Sequences of vacA were categorized by their combinations of s, m, i, and d regions (Table 3). We analyzed vacA sequences of 17 GC and 12 MALT strains obtained by either NGS or the Sanger method. Each region was classified into two types, such as s1 and s2; each type 1 signified virulence, and each type 2 signified non-virulence. Most GC strains (15/17 strains: 88.2%) were s1m1i1d1-type, while most MALT lymphoma strains (10/12: 83.3%) were also s1m1i1d1-type. Somewhat interestingly, d2 genotypes were observed only in MALT lymphoma strains (2/12 strains). However, as expected, most strains isolated from Japanese patients with GC and MALT lymphoma were East-Asian-type cagA and s1m1i1d1 vacA genotypes; we could not find the genotypes specific for those diseases in Japan. We therefore investigated entire sequences of cagA and vacA genes to identify disease-specific loci at which significant differences in amino acid frequency were observed between GC and MALT lymphoma strains. Since different genotypes possessed different motifs and repeats, we focused on cagA with ABD segments and vacA of s1m1i1d1 type, which possessed stronger virulence than other genotypes, and predominate among East Asian H. pylori.

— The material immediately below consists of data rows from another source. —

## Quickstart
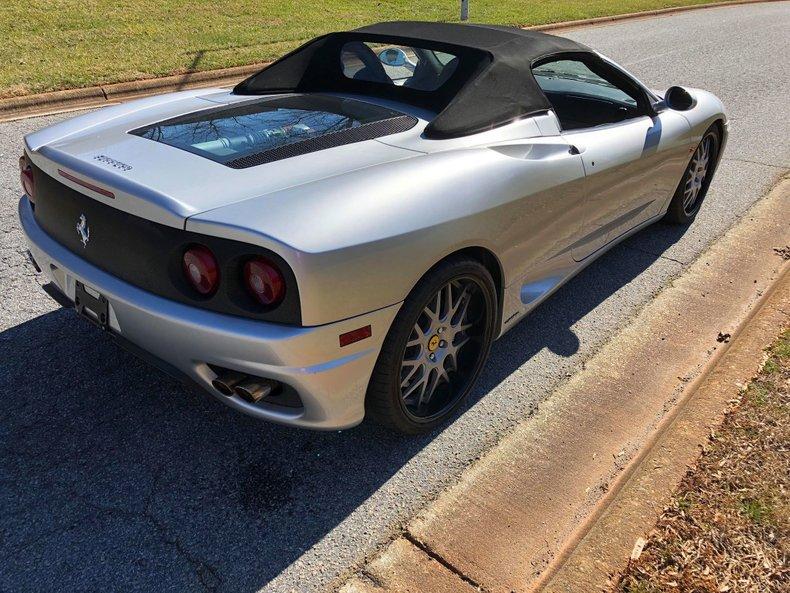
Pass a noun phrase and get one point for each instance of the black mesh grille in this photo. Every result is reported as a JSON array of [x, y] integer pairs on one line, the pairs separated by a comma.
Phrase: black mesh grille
[[369, 131]]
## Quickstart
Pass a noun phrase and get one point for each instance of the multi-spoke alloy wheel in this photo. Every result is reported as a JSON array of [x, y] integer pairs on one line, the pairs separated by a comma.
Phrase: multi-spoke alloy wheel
[[444, 338], [436, 347], [691, 191], [698, 170]]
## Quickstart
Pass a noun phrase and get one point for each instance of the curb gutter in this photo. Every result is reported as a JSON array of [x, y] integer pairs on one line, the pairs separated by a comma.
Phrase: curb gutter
[[96, 96], [557, 505], [593, 562]]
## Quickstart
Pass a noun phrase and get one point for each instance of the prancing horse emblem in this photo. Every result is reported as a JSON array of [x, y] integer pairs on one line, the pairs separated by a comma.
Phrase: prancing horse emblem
[[83, 230]]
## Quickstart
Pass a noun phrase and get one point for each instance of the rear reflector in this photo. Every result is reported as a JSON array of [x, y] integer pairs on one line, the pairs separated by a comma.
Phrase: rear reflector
[[87, 185], [355, 335]]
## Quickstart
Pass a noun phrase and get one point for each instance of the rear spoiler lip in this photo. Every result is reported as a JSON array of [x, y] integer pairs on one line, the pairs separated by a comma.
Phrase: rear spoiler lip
[[129, 196]]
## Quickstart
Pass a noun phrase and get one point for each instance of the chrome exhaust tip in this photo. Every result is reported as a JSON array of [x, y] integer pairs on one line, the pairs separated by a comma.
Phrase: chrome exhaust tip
[[254, 390], [226, 381]]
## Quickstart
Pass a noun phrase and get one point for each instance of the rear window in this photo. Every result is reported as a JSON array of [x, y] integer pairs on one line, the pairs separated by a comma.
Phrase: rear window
[[400, 65], [231, 134]]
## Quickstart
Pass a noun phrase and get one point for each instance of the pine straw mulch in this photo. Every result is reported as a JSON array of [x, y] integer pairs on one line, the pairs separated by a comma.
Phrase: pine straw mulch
[[728, 528]]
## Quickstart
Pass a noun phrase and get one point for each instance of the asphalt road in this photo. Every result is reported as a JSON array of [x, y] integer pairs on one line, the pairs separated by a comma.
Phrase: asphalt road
[[112, 476]]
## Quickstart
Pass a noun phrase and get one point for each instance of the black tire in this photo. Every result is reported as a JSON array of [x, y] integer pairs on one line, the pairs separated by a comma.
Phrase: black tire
[[384, 402], [679, 211]]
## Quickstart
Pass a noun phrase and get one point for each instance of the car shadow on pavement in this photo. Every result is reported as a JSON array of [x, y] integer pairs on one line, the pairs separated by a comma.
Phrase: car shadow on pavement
[[116, 477]]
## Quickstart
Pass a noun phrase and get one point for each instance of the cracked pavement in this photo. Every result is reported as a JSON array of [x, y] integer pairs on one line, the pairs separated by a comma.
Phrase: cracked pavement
[[113, 476]]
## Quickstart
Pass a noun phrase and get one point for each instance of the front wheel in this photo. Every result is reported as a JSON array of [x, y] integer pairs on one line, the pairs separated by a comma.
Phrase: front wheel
[[435, 349], [693, 186]]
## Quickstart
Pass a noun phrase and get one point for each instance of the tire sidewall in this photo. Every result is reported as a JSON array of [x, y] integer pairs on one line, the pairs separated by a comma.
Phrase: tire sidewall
[[391, 357], [677, 212]]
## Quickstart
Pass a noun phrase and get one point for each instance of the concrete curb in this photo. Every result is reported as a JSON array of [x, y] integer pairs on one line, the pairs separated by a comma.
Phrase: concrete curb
[[544, 509], [95, 96], [594, 561]]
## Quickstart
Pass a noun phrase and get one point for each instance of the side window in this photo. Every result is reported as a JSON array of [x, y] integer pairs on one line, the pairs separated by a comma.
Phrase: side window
[[583, 98]]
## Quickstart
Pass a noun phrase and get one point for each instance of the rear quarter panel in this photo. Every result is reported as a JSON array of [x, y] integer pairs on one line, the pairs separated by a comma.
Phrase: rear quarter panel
[[361, 241]]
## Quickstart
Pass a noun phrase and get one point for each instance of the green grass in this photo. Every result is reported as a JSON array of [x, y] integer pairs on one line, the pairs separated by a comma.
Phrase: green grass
[[56, 44]]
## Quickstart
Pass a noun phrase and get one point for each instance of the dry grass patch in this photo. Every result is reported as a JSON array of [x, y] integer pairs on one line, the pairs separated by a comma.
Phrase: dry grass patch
[[728, 528]]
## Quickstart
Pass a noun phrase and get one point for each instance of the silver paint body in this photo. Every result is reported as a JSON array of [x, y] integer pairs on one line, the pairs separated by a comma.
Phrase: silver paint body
[[360, 224]]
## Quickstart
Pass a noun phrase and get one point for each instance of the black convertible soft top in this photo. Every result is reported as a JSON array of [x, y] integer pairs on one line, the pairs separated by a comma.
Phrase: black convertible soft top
[[492, 85]]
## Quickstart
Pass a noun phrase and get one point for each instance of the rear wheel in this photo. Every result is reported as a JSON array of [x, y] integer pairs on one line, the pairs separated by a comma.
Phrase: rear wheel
[[435, 349], [694, 185]]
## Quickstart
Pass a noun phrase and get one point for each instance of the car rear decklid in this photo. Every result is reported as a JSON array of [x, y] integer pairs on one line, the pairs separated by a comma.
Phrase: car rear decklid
[[143, 164]]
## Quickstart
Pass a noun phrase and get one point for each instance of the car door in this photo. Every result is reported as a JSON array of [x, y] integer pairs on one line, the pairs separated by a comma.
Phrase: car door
[[629, 152]]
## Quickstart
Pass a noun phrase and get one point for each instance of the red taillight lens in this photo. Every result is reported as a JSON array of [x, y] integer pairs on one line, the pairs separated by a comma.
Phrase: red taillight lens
[[201, 269], [264, 281], [26, 178]]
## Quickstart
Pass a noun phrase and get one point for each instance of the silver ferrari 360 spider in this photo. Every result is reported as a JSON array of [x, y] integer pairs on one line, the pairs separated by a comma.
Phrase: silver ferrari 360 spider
[[346, 232]]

Table 3 Strain used for vacA analysis

Significant difference of amino acid frequency between samples of GC and MALT lymphoma

We detected disease-specific differences at four cagA loci in strain 26,695 (sites 314, 594, 684, and 1077) (left half of columns in Table 4; Fig. 1). At cagA site 314, asparagine (N) was dominant in the GC group, while serine (S) was the majority state in the MALT group. At site 594 of cagA, serine (S) was dominant in the GC group, while leucine (L) was the majority state in the MALT group. At site 684 of cagA, isoleucine (I) was dominant in the GC group, whereas the MALT group exhibited four amino acid variants, with valine (V) the most common among them. Among six kinds of amino acid substitution at cagA site 1077, serine (S) was dominant in the GC group; residues other than asparagine (N) exhibited similar frequencies in the MALT group. All four of these CagA loci differed significantly (P < 0.05, Fisher’s exact test) between the 13 GC samples and the 8 MALT lymphoma samples.

Table 4 Difference of amino acid frequency at loci: comparison of each disease in genotypes of cagA ABD type
Fig. 1

CagA amino acid comparison between MALT lymphoma, gastric cancer, and gastritis strains. CagA amino acid comparison of strains 26,695, F32, and clinical isolates obtained in Oita, Japan are presented. Four significantly different loci are shown in white letters with black background. CagA structure was referred to [31]. GC gastric cancer, G gastritis

We detected significant differences in three vacA loci at sites 672, 921, and 1037 in strain 26,695 (left half of Table 5; Fig. 2). At vacA site 672, isoleucine (I) was dominant in the GC group, while valine (V) was dominant in the MALT group. At vacA site 921, asparagine (N) predominated in both the GC and the MALT groups; however, some aspartic acid (D) substitutions occurred in the MALT group. At position 1037 of vacA, serine (S) predominated in both groups, but the frequencies of asparagine (N) and glycine (G) differed. All three of these VacA loci differed significantly (P < 0.05, Fisher’s exact test) between the 15 GC samples and the 9 MALT lymphoma strains.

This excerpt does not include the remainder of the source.